Der norwegische Weg scheint indes wenig erfolgreich zu sein. Vor ein paar Jahren hatte das Land dem kleinen südamerikanischen Staat Guyana 250 Millionen US-Dollar zugesagt. Im Gegenzug sollte Guyana die Abholzung seiner Regenwälder verhindern. Mit offenbar mäßigem Erfolg, das Projekt stockt seit Jahren, wie der Ecologist schreibt.

 

Europa im Plastikwahn

Janez Potočnik ist der EU-Umweltkommissar  – und nein, Ihnen muss dieser Name nicht unbedingt etwas sagen. Die Themen des Herrn Potočnik konkurrieren schließlich mit der Euro-Krise und ziehen da leider in der Regel den Kürzeren.

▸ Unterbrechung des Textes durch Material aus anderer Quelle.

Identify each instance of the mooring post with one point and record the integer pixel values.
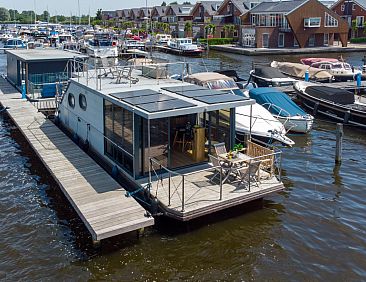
(339, 141)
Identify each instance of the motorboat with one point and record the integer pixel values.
(183, 46)
(256, 121)
(283, 108)
(298, 71)
(15, 43)
(337, 104)
(341, 71)
(266, 76)
(102, 46)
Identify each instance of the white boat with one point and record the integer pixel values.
(102, 46)
(256, 121)
(183, 46)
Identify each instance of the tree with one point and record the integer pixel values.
(4, 15)
(99, 15)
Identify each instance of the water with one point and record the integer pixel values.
(315, 230)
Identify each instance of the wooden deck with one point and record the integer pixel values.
(202, 196)
(97, 198)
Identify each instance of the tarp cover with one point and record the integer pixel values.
(339, 96)
(271, 96)
(268, 72)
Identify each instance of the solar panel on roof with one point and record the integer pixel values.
(183, 88)
(131, 94)
(165, 105)
(204, 92)
(216, 99)
(148, 99)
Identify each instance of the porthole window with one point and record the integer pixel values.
(82, 102)
(71, 99)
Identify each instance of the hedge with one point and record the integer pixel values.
(217, 41)
(358, 40)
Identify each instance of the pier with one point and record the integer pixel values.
(97, 198)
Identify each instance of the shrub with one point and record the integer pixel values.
(217, 41)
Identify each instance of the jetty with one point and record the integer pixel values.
(98, 199)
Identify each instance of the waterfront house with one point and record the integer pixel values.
(354, 13)
(299, 23)
(157, 13)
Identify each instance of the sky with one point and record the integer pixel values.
(67, 7)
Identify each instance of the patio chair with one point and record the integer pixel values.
(249, 173)
(220, 148)
(217, 165)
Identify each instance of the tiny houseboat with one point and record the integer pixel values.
(159, 136)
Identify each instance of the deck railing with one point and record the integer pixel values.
(270, 162)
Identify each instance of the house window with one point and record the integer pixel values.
(312, 22)
(330, 21)
(281, 40)
(360, 21)
(265, 40)
(312, 40)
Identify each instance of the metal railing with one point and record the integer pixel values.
(177, 182)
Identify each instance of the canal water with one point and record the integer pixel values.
(314, 230)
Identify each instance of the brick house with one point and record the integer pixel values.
(352, 10)
(297, 23)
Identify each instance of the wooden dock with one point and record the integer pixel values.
(97, 198)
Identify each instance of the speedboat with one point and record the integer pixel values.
(298, 71)
(102, 46)
(183, 46)
(337, 104)
(283, 108)
(265, 76)
(341, 71)
(256, 121)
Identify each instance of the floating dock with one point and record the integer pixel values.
(97, 198)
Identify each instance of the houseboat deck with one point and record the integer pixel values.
(202, 196)
(97, 198)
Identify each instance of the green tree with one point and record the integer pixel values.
(4, 14)
(99, 14)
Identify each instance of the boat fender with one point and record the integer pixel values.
(315, 110)
(346, 116)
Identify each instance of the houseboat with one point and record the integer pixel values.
(159, 136)
(183, 46)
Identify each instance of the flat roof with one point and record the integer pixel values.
(40, 55)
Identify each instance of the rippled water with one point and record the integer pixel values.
(315, 230)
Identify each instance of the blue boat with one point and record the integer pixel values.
(282, 107)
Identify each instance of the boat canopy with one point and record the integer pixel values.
(268, 72)
(336, 95)
(284, 106)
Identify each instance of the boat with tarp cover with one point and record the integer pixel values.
(283, 108)
(335, 103)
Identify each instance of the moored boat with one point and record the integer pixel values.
(283, 108)
(337, 104)
(298, 71)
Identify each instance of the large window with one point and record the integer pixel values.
(118, 144)
(330, 21)
(312, 22)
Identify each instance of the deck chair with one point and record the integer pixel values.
(216, 164)
(220, 148)
(249, 173)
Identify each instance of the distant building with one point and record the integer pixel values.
(299, 23)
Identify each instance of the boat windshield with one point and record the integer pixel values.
(220, 84)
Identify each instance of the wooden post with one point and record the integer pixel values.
(339, 141)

Plastikmüll auf einem Recyclinghof in Berlin, © Johannes Eisele/AFP/Getty Images
Plastikmüll auf einem Recyclinghof in Berlin, © Johannes Eisele/AFP/Getty Images

Dabei sagt der Herr kluge Sachen, so kürzlich auf einem der Branchentreffs der Kunststoffhersteller. PolyTalk hieß die Veranstaltung (mit dem bemerkenswerten Untertitel „Plastics – an intriguing love story“ – „Kunststoffe – eine fesselnde Liebesgeschichte“).

Auf dem Treffen hielt Potočnik eine Rede unter dem Titel „Hat die Kunststoffindustrie in Europa eine Zukunft„. Keine Sorge, ich werde sie jetzt hier nicht komplett nacherzählen, will aber einige interessante Punkte und Zahlen erwähnen:

Die Plastikindustrie hat demnach ein gigantisches Wachstum hingelegt: 1950 wurden weltweit 1,5 Millionen Tonnen Plastik jährlich hergestellt. 2008 waren 254 Millionen Tonnen im Jahr. Allein in Europa wächst die Branche jährlich um fünf Prozent.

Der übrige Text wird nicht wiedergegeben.